Spital surlar, 17. asrın başında yapılmış ve iki harici alana, yedi kapıya sahip.

Sayısız ahşap takviyeli ortaçağ evleri kentin hemen her yerinde görülebilir.

img_20160923_200004

Noel süslemeleri satan dükkanın vitrini

Şehirde ayrıca ziyaret edilebilecek müzeler de var. Kraliyet şehir müzesinde 1300 yılından kalan mutfak, şehre ait sanat, kültür ve silah koleksiyonu sergileniyor.

Ortaçağ suç müzesi (Medieval Crime Museum) 1395 te inşa edilip 1718 de yeniden yapılan ve St.
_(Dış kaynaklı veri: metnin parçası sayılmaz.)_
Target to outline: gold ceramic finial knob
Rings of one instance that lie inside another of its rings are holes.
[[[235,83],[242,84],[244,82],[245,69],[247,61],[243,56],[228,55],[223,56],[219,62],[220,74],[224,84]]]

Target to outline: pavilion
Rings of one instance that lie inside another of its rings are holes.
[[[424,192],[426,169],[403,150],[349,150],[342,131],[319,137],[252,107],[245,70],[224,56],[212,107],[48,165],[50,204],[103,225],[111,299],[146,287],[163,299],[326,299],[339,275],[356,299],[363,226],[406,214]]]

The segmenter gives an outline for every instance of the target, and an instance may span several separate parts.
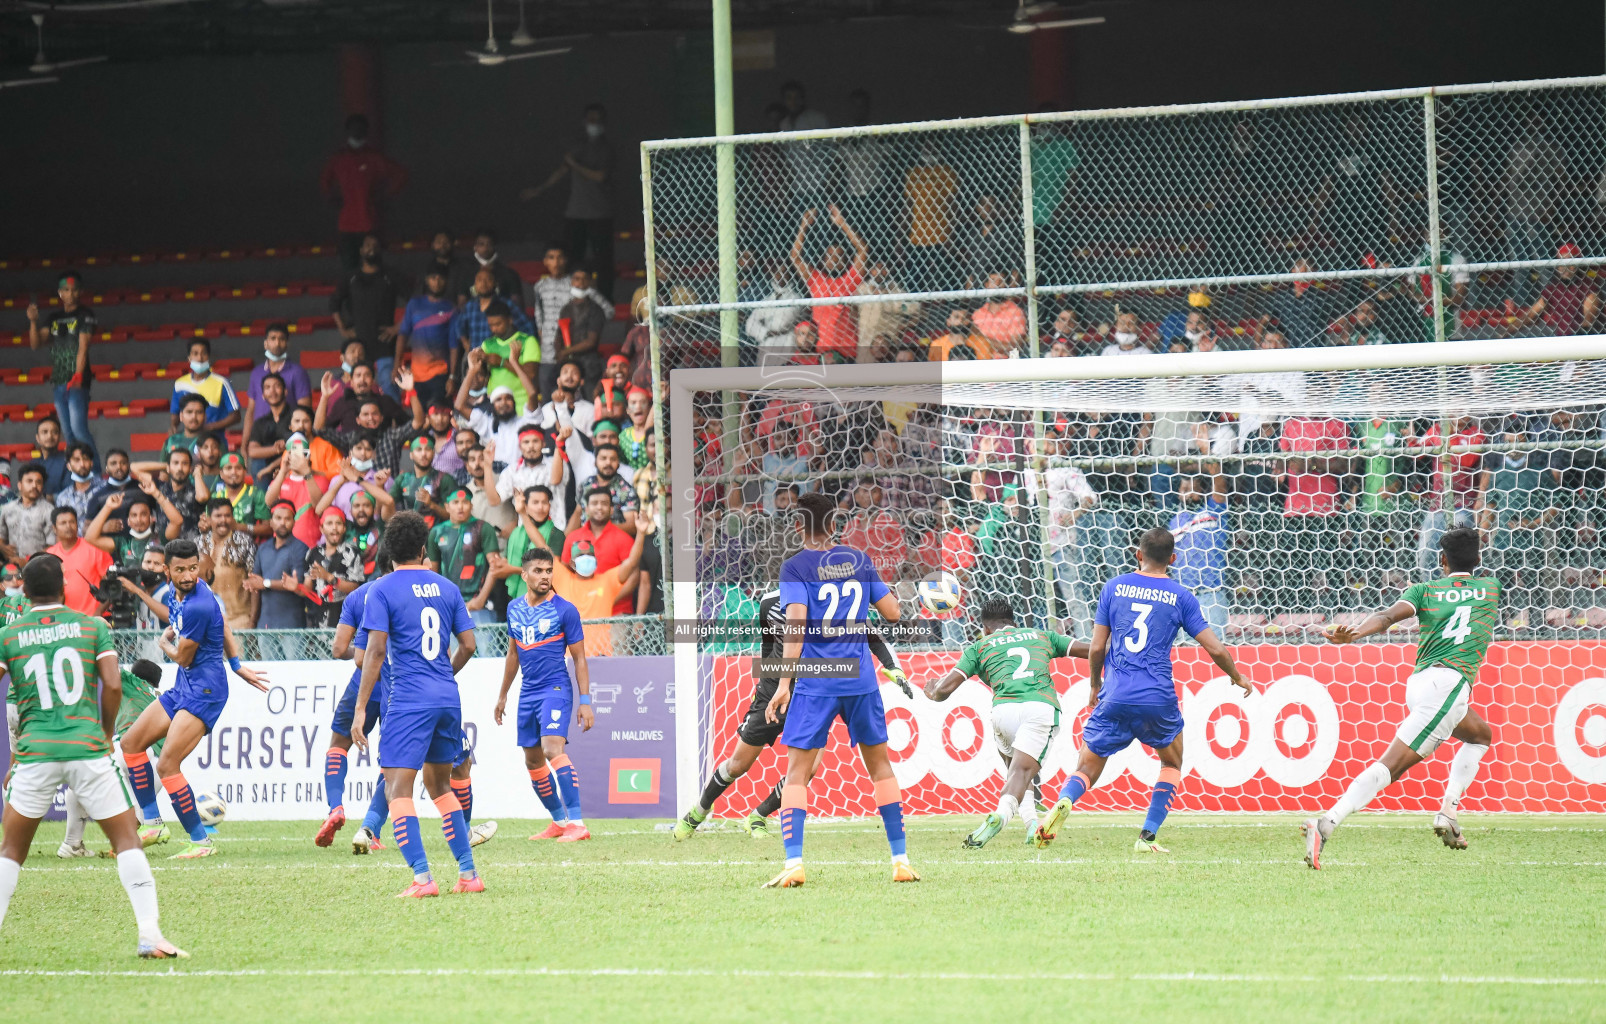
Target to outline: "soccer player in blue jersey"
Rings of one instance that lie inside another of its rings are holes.
[[[396,567],[375,580],[364,598],[362,626],[368,646],[351,716],[352,741],[366,750],[368,699],[379,682],[380,666],[387,666],[379,767],[390,794],[396,846],[413,869],[413,884],[397,894],[403,897],[440,895],[413,806],[420,773],[424,790],[440,811],[446,844],[457,858],[459,876],[452,891],[485,891],[474,870],[468,821],[451,787],[452,766],[464,748],[457,672],[474,656],[474,623],[457,584],[424,567],[428,537],[429,526],[417,512],[398,512],[386,527],[385,549]],[[454,636],[455,652],[450,649]]]
[[[1087,655],[1093,684],[1088,706],[1093,713],[1082,727],[1082,754],[1076,771],[1065,780],[1060,799],[1049,812],[1042,832],[1054,837],[1071,805],[1093,788],[1104,762],[1134,739],[1154,750],[1160,759],[1160,778],[1149,796],[1149,813],[1143,820],[1133,849],[1169,853],[1158,842],[1160,825],[1182,784],[1182,708],[1171,676],[1171,646],[1177,630],[1199,641],[1225,672],[1243,687],[1253,687],[1239,674],[1232,655],[1205,621],[1199,599],[1171,578],[1176,538],[1155,527],[1138,540],[1138,571],[1104,584],[1093,618],[1093,642]]]
[[[191,860],[210,857],[217,848],[201,824],[195,793],[184,779],[182,763],[212,731],[228,703],[229,668],[263,693],[268,687],[265,677],[242,667],[238,658],[229,655],[223,604],[201,579],[200,552],[194,541],[168,541],[167,575],[173,585],[168,598],[169,624],[157,646],[178,665],[178,680],[123,734],[123,763],[128,765],[134,796],[141,807],[156,806],[156,779],[162,780],[162,788],[167,790],[179,824],[190,840],[173,859]],[[167,742],[162,745],[153,773],[150,755],[145,751],[160,739]],[[147,846],[166,838],[167,826],[160,819],[140,834],[141,842]]]
[[[870,657],[867,623],[875,608],[887,622],[902,613],[898,599],[863,551],[831,540],[836,503],[819,492],[798,500],[798,527],[803,550],[781,566],[781,604],[786,606],[783,656],[852,660],[850,676],[814,678],[782,676],[765,709],[770,722],[786,715],[781,742],[787,746],[786,786],[781,791],[781,842],[786,867],[764,883],[766,888],[803,884],[803,819],[808,813],[808,784],[819,751],[841,718],[848,740],[859,748],[864,770],[875,787],[876,809],[892,847],[892,880],[918,882],[909,866],[903,832],[903,800],[887,757],[887,716]]]
[[[527,549],[523,575],[523,596],[509,601],[507,606],[507,638],[511,643],[502,669],[502,692],[496,699],[496,724],[502,724],[513,677],[522,672],[518,742],[524,748],[530,785],[552,815],[547,830],[530,838],[574,843],[591,838],[580,813],[580,778],[564,752],[569,743],[569,718],[576,714],[576,688],[580,691],[581,730],[589,731],[596,724],[591,710],[591,677],[586,669],[586,637],[580,628],[580,610],[552,592],[550,550]],[[563,661],[565,654],[574,659],[573,686]]]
John şövalyelerinin kurduğu devlete ait bir binada, ortaçağ hukukunu tanıtan bir müze.

Alman noel müzesinde ise geleneksel aile kutlamaları tanıtılıyor ve çeşitli zamanlara ait süslemelerden örnekler var.

Town Hall içinde Rothenburg’da 30 yıl savaşlarının tarihini anlatan bir sergi mevcut.

1270 yılında kurulan “Craftsman’s house” da,  çeşitli meslek grubundan olan üreticilerin o devirlerde aileleriyle nasıl yaşadıkları tanıtılıyor.

Bu tarihi şehirde kaldığımız Hotel Klingentor, surların dışında ve merkeze on dakikalık yürüme mesafesinde bir aile işletmesi. Otelin her yeri, odalar dahil eski tarzda döşenmiş, biraz da bizim Anadolu evlerimizi anımsatıyor. Daha önemlisi, şimdiki sahibi bay George ve  konuşkan eşi müşterilerle çok yakından ilgileniyorlar ve kendilerine özgü hoş davranışlarıyla bolca övgü topluyorlar. Booking.com vasıtasıyla bulduğumuz bu konaklama yerini tavsiye ediyoruz.

img_20160924_085443

Klingentor otelin sahipleriyle…

 

Rothenburg’ dan gözümüz biraz da arkada kalarak ayrılıp yola koyuluyoruz ama buraya tekrar gelmek arzusu taşıyoruz…Rotamızda Schillingsfürst ve Feuchtwangen var.